What happened in the field of child abuse and neglect was that a problem was identified without ever being fully understood. Young-Bruehl traces years of legislation beginning in the early 1960’s to show that abuse is not the only concern we need to be addressing, but also how we as a country have responded to instances of abuse. In her discussion of the 1974 Child Abuse Prevention and Treatment Act she notes that it implied that,
All physically abusing parents are impulsive, hysterical, aggressive, and untreatable, so that removing children from their homes into foster homes is necessary. In effect, it looked like an argument for increasing reliance on foster care, not for establishing treatment programs for children or parents.

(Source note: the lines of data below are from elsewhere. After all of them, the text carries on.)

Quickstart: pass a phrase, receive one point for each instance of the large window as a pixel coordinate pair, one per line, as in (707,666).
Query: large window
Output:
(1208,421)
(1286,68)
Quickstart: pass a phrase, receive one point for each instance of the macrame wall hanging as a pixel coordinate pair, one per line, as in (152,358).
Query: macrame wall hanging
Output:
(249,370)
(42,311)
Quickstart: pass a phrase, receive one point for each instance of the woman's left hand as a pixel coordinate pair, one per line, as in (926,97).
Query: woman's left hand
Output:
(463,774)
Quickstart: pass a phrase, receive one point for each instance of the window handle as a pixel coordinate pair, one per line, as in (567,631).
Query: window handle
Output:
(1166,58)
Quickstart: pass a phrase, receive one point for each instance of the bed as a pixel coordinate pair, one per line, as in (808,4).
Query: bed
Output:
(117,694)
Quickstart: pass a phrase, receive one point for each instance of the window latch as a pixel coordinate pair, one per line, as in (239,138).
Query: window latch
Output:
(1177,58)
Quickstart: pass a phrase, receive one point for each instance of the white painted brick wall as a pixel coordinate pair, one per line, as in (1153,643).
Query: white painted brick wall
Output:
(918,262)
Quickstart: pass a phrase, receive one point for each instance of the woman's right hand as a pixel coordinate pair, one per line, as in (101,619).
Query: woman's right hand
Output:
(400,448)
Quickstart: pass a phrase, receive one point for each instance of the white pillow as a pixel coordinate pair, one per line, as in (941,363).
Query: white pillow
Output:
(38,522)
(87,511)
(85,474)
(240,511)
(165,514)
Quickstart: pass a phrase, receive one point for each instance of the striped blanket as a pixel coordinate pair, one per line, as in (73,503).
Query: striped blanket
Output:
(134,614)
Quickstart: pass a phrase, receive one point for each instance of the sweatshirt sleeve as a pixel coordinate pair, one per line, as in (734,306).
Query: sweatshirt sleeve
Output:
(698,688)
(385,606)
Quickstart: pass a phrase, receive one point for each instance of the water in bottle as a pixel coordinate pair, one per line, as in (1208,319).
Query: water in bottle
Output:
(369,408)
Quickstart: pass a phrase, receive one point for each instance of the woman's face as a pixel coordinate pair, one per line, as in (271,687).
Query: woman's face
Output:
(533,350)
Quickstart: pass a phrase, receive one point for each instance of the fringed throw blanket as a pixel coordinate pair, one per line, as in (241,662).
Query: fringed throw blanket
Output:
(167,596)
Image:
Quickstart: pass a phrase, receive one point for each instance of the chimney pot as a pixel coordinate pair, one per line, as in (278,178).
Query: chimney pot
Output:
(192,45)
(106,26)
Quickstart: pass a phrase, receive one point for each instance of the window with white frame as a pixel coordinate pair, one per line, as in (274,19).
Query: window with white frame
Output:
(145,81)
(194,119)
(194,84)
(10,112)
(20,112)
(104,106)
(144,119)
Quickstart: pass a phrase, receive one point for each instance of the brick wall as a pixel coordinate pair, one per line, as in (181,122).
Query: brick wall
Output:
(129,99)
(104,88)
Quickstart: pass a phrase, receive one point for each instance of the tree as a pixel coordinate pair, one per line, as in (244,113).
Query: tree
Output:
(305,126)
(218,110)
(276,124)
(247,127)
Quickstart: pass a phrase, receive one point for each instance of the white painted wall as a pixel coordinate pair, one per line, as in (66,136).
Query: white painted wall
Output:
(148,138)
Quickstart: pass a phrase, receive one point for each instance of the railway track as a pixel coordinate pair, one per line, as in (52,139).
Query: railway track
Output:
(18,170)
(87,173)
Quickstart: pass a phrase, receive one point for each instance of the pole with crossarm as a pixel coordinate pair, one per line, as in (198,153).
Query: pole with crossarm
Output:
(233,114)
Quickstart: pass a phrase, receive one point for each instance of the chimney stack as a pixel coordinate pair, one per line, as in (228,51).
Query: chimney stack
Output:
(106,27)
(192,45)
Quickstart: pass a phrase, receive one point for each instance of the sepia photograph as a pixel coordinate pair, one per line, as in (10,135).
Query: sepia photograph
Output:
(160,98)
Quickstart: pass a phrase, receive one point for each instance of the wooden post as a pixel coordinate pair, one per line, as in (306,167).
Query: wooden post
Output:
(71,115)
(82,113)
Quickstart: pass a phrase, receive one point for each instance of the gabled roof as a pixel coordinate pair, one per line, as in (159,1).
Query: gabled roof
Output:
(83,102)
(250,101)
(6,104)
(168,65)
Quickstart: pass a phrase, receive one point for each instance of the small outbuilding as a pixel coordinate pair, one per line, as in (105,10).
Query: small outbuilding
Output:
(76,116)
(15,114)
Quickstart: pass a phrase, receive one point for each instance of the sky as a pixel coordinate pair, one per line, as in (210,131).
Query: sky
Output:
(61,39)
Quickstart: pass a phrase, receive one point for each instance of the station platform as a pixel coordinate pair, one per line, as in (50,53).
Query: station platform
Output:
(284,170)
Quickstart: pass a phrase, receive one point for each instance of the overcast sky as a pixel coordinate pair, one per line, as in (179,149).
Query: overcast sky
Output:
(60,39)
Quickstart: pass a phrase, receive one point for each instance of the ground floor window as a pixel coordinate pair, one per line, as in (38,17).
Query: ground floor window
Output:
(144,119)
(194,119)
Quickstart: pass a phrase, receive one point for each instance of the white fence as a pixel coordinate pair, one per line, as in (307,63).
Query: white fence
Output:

Research on reported instances of child abuse has shown that only about ten percent of abusers are psychotic and untreatable. So why should the other ninety percent be marginalized as being doomed to failed parenthood? Young-Bruehl wants us to look beyond the instances of abuse and to try to recognize the underlying motivations. Once abuse is reported, the next step is to ask why it happened? And then how can it be prevented? When we fail to ask why, we fail to give families a chance. She believes that solutions can be found to help the abusers, and subsequently help the abused. While protective service agencies remove children from harm, this process is a scary and disruptive event that leaves children without their parents. If we can identify resolutions that treat the issues apparent in the abusers we may be able to leave the family intact.